Published in IEEE Spectrum Magazine, May 2017


Until recently, the word ‘data’ didn’t require a modifying adjective.  But we must have passed a watershed moment when it started to be referred to as big data.  Apparently that wasn’t quite a sufficient description, because people grasped for such bolder terms as humungous data.  Sadly, now it appears that we have run out of appropriate adjectives.   And yet data keeps getting bigger and bigger. So instead of mentioning data, people have begun waving their hands and talking vaguely about the cloud.  This seems to be the perfect metaphor; a mystical vapor hanging over earth, occasionally raining information on the parched recipients below.  It is both unknowable and all-knowing.  It has the answer to all questions, if only we know how to ask and interpret the answers.

This evolution brings two apoplectic images to my mind.  The first is of the current hypothesis in physics that all the information in a black hole resides in the surrounding event horizon.  This is like the idea of the cloud, while on the earth below the server farms  proliferate and remind me of Douglas Adam’s earth-sized computer in the classic novel The Hitchhiker’s Guide to the Galaxy (and the source of the infamous answer ‘42’).
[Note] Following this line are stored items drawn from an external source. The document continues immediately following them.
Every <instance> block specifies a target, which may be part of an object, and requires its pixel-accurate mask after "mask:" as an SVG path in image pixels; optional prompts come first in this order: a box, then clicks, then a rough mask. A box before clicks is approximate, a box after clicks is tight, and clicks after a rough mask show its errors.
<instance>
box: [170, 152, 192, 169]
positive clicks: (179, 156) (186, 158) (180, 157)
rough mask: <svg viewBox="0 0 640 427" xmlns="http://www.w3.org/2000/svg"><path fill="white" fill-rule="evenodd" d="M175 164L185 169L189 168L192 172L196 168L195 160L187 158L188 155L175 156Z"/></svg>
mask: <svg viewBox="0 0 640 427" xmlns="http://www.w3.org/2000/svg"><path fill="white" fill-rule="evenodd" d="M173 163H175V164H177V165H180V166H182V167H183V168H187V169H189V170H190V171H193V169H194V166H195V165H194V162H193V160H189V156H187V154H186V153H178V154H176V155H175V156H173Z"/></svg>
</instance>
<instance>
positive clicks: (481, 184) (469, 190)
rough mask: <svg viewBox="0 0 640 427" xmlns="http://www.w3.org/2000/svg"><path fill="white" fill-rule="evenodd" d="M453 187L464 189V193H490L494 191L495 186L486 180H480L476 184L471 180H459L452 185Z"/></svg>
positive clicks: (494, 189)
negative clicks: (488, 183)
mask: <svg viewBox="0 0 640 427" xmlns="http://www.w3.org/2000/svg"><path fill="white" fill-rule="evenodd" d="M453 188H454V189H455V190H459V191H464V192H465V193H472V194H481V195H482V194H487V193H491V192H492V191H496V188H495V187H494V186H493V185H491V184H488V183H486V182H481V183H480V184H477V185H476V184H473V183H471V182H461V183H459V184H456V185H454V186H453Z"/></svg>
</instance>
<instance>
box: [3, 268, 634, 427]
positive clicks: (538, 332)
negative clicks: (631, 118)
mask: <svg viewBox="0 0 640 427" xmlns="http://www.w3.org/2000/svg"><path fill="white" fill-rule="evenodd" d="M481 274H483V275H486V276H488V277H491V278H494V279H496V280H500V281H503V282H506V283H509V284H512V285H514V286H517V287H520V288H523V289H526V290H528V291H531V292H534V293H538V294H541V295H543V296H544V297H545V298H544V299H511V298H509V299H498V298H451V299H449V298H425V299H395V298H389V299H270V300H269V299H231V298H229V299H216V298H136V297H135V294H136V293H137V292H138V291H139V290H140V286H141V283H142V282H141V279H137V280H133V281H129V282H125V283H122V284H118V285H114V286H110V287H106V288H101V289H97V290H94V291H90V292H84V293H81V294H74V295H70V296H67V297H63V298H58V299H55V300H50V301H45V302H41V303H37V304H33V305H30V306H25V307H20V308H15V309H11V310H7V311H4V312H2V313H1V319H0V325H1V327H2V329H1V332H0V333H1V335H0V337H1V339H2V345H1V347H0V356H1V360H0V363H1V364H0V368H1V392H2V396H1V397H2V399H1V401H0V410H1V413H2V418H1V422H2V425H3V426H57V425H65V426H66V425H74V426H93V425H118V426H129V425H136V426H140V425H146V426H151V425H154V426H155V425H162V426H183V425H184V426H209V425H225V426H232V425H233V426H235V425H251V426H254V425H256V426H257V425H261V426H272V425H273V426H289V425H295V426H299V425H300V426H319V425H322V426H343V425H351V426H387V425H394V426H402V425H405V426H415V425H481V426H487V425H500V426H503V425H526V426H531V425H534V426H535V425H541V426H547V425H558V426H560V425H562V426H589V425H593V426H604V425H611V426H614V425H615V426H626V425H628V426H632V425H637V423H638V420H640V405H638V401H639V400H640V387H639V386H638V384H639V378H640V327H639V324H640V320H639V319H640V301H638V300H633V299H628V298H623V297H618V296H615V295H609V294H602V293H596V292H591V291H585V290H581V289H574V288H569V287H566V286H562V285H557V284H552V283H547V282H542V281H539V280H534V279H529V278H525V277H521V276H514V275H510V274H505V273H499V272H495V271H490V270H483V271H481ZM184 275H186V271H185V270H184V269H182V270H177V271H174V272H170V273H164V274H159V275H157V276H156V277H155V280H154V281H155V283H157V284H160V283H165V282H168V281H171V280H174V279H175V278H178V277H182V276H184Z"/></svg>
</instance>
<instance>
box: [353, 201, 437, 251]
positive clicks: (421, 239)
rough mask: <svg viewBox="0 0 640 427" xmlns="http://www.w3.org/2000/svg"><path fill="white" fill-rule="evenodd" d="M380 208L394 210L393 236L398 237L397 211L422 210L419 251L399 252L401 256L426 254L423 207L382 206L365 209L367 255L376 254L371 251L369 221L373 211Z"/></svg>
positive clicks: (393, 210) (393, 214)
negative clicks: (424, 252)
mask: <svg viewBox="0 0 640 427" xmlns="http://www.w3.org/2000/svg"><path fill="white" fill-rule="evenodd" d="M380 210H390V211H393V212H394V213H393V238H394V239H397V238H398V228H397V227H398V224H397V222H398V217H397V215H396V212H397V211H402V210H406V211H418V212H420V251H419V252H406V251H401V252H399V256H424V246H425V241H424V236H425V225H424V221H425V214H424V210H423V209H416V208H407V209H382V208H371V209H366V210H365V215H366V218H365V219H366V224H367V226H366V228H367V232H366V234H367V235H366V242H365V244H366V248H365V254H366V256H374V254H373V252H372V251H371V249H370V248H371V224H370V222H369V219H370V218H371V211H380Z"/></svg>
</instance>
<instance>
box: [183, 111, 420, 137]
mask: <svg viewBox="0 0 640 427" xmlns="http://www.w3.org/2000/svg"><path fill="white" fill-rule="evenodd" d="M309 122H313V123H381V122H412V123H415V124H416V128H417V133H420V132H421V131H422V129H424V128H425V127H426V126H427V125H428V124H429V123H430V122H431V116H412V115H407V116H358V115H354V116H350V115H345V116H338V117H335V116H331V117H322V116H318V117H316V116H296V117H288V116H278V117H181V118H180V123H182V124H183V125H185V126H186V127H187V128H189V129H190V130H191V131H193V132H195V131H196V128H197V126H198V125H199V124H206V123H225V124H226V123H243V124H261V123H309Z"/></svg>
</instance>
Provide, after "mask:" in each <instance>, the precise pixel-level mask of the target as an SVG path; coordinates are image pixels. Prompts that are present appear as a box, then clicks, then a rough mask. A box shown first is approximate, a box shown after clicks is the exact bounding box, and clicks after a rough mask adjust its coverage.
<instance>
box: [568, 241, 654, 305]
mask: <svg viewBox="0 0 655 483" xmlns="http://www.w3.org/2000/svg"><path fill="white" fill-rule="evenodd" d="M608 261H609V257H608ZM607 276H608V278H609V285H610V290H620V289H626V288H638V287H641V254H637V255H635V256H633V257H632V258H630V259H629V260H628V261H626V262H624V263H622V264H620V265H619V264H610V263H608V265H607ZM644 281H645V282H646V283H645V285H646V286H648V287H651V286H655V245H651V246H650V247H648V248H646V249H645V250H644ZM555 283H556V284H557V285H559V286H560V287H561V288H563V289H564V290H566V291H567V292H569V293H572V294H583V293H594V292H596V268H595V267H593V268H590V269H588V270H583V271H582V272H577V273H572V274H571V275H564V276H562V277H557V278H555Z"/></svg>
With these imaginary end-states in mind, I wonder: where is all this headed?  Will data increase indefinitely or is there some point of diminishing returns?  Is there such a thing as enough data -or possibly too much data?
There is a popular saying going around that ‘data is the new oil.’  While I think this is an imperfect metaphor, it is true that both oil and data require refining to be useful.  I’m mindful of the information pyramid described in TS Eliot’s poem ‘The Rock:’

Where is the wisdom we have lost in knowledge?
Where is the knowledge we have lost in information?


For the purposes of discussion, let’s say that data are the ones and zeros, information is the words and images, and knowledge is what we glean or learn from that information.  The critical refining is that between information and knowledge.  In refining oil the ratio of the useful product to the amount of crude is probably not a function of the amount of crude.  Not so with information -- the more crude we have to deal with, the less the percentage of useful knowledge.  What we want is the small knowledge that we obtain from the big information.  As the data gets bigger, the job gets harder.  The catch, however, is that unless the big information is big enough, it may not contain the small that we search.

Knowledge inevitably increases, and data probably has to increase even faster.  Fortunately, storage technology seems capable without turning the earth into a computer, but the crunch will be on the AI and algorithms that turn data into knowledge.  We’ve come a long way since Shannon in his classic paper on information theory in 1948 wrote: Frequently the messages have meaning ... these semantic aspects of communication are irrelevant to the engineering problem.

I’m also mindful of the propensity of drawers, closets, and hard drives eventually to become filled with useless junk.  I sometimes blame this on the second law of thermodynamics -- that entropy, i.e., disorder, always increases.  Perhaps this will ultimately be true of the cloud.  Old, useless information accumulates and is too much work to purge.  Moreover, who is to say what is useless and what is not?  Everything is in there, but everything is too much.  Entropy is maximized, full of sound and fury, signifying nothing.